清明节回了趟老家,为祖坟扫墓,按我家乡的说法,叫添坟,即为祖坟添土。

清明节这天是添坟的正日子,也可以提前一两天。农历十月初一是另外一个专门祭奠祖先的日子,那天的主要仪式是烧纸,即为去世的人送钱。祖先去世周年或春节前,也可以烧纸,但按家乡风俗,清明是不烧纸的,只能添坟。清明添坟,已出嫁的女儿不能参加,而且这天也不能回娘家。不知这规矩起源于何时,有什么道理,好像仅流行于我家乡方圆几十里的地方。

夜过泥河洼

我是4日晚上8时许到达老家包庄的。我们晚上7:25从漯河西下高铁,三弟英杰去车站接的,半个小时就到家了。上车前查看漯河的天气,知道这天是中度到重度污染。从高铁站出来倒是没闻到什么特别的味道,沿241省道西行不远,闻到化学品的味道,弟弟说附近有一个食品厂。继续西行至莲花镇,那是管辖我们村子的建制镇,也是我曾经上过半年高中的地方(那时还叫拐子王公社)。街道上灯光不多,看不出什么熟悉的街景。等车子左转开上一条南行的水泥路,我依稀辨认出正是我38年前每周六放学后背着行囊步行回家的那条路。

沿此路走不远,翻过一条大堤,就进入南北宽六七公里、东西长十多公里的泥河洼。泥河洼是一个季节性、间歇性蓄洪区,以五六米高的夯土大堤在沙河、澧河之间的平原上围筑而成,中间一条泥河缓缓流过,故名泥河洼。遇到大洪水时,要从澧河和沙河向泥河洼分洪,以缓解两条河的压力,保障下游城市漯河以及京广线的安全。遇到那样的灾年,蓄洪区秋季很可能颗粒无收,农民需要靠救济粮度日。不遇洪涝灾害时,泥河洼是天府之国,一年两熟或三熟,春有青菜,夏有小麦及多种瓜果,秋有玉米高粱黄豆烟叶,物产丰饶,景色怡人。景观最壮美时就是眼下这个仲春时节。百来平方公里的泥河洼全被旺盛生长中的麦田覆盖,小麦齐膝盖深,望去一片绿色的汪洋,间杂一小片或一长条的油菜花,以及直溜溜的刚长出嫩叶的杨树林带。可能是由于泥河洼地势低洼以及常被水淹的特性,我们称蓄洪区为“泊里”。

我们那天路过泊里时已是晚上7点40以后,且是阴天,天已全黑,但还是能借着车灯光看见绿的麦田和路边黄的油菜花。
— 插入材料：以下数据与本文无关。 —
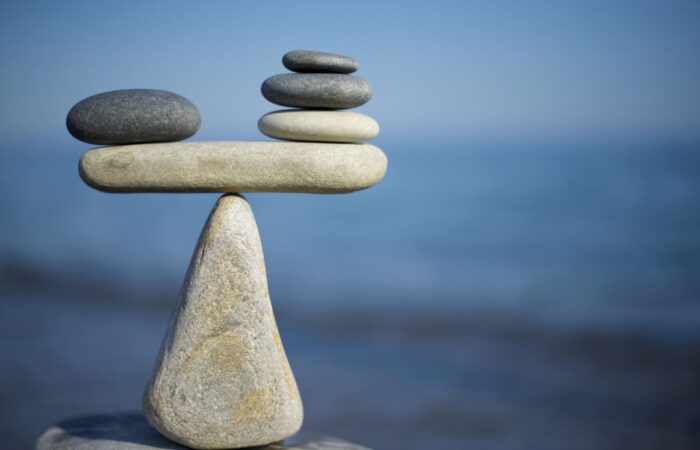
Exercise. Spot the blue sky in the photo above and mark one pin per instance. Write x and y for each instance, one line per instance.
(487, 68)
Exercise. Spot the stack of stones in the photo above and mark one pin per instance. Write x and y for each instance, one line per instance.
(222, 378)
(322, 86)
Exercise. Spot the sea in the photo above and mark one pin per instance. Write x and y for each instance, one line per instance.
(489, 293)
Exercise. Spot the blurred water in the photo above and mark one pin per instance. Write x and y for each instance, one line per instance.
(483, 292)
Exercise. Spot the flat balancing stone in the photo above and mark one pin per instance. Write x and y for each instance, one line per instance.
(130, 431)
(318, 125)
(222, 379)
(133, 116)
(234, 166)
(310, 61)
(317, 90)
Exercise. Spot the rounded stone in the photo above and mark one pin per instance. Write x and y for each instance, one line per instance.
(234, 166)
(317, 90)
(130, 431)
(133, 116)
(310, 61)
(318, 125)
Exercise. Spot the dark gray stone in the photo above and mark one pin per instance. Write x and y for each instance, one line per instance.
(133, 116)
(130, 431)
(310, 61)
(317, 90)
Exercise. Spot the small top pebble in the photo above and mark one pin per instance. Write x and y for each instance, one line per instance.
(310, 61)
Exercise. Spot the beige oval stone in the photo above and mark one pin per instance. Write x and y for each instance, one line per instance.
(318, 125)
(234, 166)
(222, 379)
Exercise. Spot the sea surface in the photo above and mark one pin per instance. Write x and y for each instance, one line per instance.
(487, 294)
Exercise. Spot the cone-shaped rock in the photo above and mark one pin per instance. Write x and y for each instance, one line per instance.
(222, 379)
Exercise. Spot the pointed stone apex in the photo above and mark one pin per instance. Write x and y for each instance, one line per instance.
(222, 379)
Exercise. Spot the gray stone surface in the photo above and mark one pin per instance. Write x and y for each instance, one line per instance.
(317, 90)
(222, 379)
(130, 431)
(234, 167)
(310, 61)
(133, 116)
(318, 125)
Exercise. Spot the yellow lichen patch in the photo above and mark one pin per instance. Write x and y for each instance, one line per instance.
(257, 407)
(121, 160)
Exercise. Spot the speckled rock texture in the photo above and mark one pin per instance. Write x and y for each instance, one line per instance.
(318, 125)
(222, 379)
(317, 90)
(130, 431)
(234, 167)
(310, 61)
(133, 116)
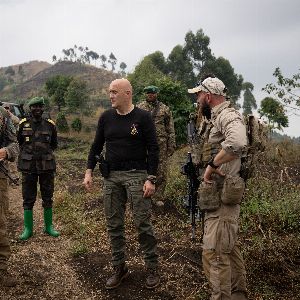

路窄处,车子后视镜就擦着油菜花叶,发出噼啪的声响。我把车窗打开一半,尽力呼吸混合着麦苗油菜花以及泥土香味的空气,泥河洼的空气。忽然有雨滴打在车窗上,关上车窗,雨却又停了。

凌晨鸟鸣

晚上住在村南头的姐姐素琴家。放下行李,三家人并成的一大家子十几口人围坐一起吃晚饭。饭菜一部分是姐姐做的,一部分是从村里餐厅买的,香椿鸡蛋,懒豆腐,烙馍,葱油饼,都是我小时候常吃的,懒豆腐已多年没吃了。外甥刚在澧河对面镇上开了一家热干面小店,特意做了一盆热干面让我们品尝,我觉得味道跟武汉热干面有所不同,却也很好吃。

姐姐早就收拾好了宽敞的房间和干净暖和的床铺。吃完饭跟姐姐弟弟他们聊了一会儿,大约11点就休息了。12点多,不知什么原因我就醒来了。去了趟卫生间出来,就听到窗外沙啦啦的雨声。心想,明天麦地里该是泥泞了。清明节往往下雨,应该也是一种人天感应吧。

凌晨两点多、三点多又醒来。很久没有这样一夜醒来几次的情况了。醒来后身体并无什么不适,只是头脑很清醒。四点多再次醒来时,我索性不再躺下,穿好衣服到比较暖和的厨房看书。

随手翻开带来的《古诗名篇》,是李白的《蜀道难》,看注解,得知这首极尽夸张、大气磅礴的诗属于纯写景的,并无诗人对人生或时代的感慨或影射。

再翻一下,是柳宗元的《渔翁》:

渔翁夜傍西岩宿,晓汲清湘燃楚竹。

烟销日出不见人,欸乃一声山水绿。

回看天际下中流,岩上无心云相逐。

紧挨着一首,是白居易的《赋得古原草送别》:

离离原上草,一岁一枯荣。

野火烧不尽,春风吹又生。

远芳侵古道,晴翠接荒城。

又送王孙去,萋萋满别情。

这首白居易16岁应考时写就的千古名篇,倒是颇合当下泥河洼的景观,也近于我的心境。

正在此时,听到了清脆婉转的鸟鸣,一声接着一声,响成一片。站在朝街的走廊仔细辨别,发现鸟鸣来自对面一排房屋后边的一片小树林。我来了兴致,拿出手机录音,录了3分钟,到厨房放出来听,声音却很小。这时发现,雨早就停了。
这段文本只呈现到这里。